Sea entonces, que la rica dieta mediterránea, durante milenios, ha sido poco menos que la opción forzada del grueso de la población que se moría de ganas de llevarse a la boca colesterol, grasa animal y cuantos manjares causaran gota, atrofiaran las arterias y provocaran ataques al corazón. Hasta que ¡de pronto! lo que era comida de pobres, ha pasado a ser “Bocatto di Cardinale”, siendo hoy el día, en que mantener una dieta vegetariana resulta todo un lujo y que además sea sana, un auténtico dispendio.

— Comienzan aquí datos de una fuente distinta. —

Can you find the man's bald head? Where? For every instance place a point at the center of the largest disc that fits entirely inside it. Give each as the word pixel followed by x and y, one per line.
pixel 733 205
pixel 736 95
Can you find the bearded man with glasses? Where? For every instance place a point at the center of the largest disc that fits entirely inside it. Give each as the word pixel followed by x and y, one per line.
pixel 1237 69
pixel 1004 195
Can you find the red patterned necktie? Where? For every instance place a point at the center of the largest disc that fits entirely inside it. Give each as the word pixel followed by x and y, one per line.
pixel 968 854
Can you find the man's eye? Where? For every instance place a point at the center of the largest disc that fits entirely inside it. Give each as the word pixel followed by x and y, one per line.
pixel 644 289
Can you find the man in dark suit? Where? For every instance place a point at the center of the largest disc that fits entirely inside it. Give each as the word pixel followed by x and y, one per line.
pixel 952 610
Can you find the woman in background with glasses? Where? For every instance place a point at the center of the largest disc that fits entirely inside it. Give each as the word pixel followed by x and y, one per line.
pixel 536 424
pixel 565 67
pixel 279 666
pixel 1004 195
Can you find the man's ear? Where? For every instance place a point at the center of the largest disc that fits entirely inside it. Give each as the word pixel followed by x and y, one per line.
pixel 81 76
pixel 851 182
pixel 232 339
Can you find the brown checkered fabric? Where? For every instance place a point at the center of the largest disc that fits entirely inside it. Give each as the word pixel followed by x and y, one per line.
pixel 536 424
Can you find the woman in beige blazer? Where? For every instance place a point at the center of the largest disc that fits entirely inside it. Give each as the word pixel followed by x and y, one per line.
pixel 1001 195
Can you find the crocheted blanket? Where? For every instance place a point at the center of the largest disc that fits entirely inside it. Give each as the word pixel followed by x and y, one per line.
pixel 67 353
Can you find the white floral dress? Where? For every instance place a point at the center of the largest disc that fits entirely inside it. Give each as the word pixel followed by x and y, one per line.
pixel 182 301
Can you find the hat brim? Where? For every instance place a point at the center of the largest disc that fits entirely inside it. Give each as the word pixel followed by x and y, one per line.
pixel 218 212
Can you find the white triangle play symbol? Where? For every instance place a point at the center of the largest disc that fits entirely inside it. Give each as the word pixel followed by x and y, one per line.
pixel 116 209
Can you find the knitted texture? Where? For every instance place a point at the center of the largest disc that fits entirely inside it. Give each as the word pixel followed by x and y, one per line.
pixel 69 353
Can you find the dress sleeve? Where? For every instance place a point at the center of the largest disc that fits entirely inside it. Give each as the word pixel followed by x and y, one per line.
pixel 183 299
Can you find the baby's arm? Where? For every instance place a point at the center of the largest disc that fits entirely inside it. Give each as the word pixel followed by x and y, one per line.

Las mentes criminales dueños de los procesos de producción y distribución, con el concurso cómplice de nuestros gobernantes, llevan décadas ideando mecanismos para aumentar artificialmente los precios de los alimentos básicos – ya se están dando pasos para hacer lo mismo con el agua potable – argucia sigilosa que por difícil que parezca está dando réditos mucho mayores que la industria armamentística, la trata de blancas o el tráfico de drogas, que son los negocios ilegales más lucrativos para el Catedrático Velasco según declara en su excelente obra “La economía de las cloacas”, más que nada, porque millones de seres humanos necesitan comer al menos una vez al día para no morir de hambre y ante esa realidad, todos las demás pulsiones se pliegan sean de índole político, económico, social, o sexual.
Cualquiera que haya hecho la compra desde pequeño, como es mi caso cuando al mercado acompañaba a mi madre los Sábados, habrá percibido lo caro que está el kilo de tomates, garbanzos, arroz, naranjas, cómo la barra de pan o el litro de aceite se han puesto por las nubes y así con todo, siendo vox populi, que en origen, los precios de todos estos productos de la tierra están por los suelos. Pero no es eso sólo.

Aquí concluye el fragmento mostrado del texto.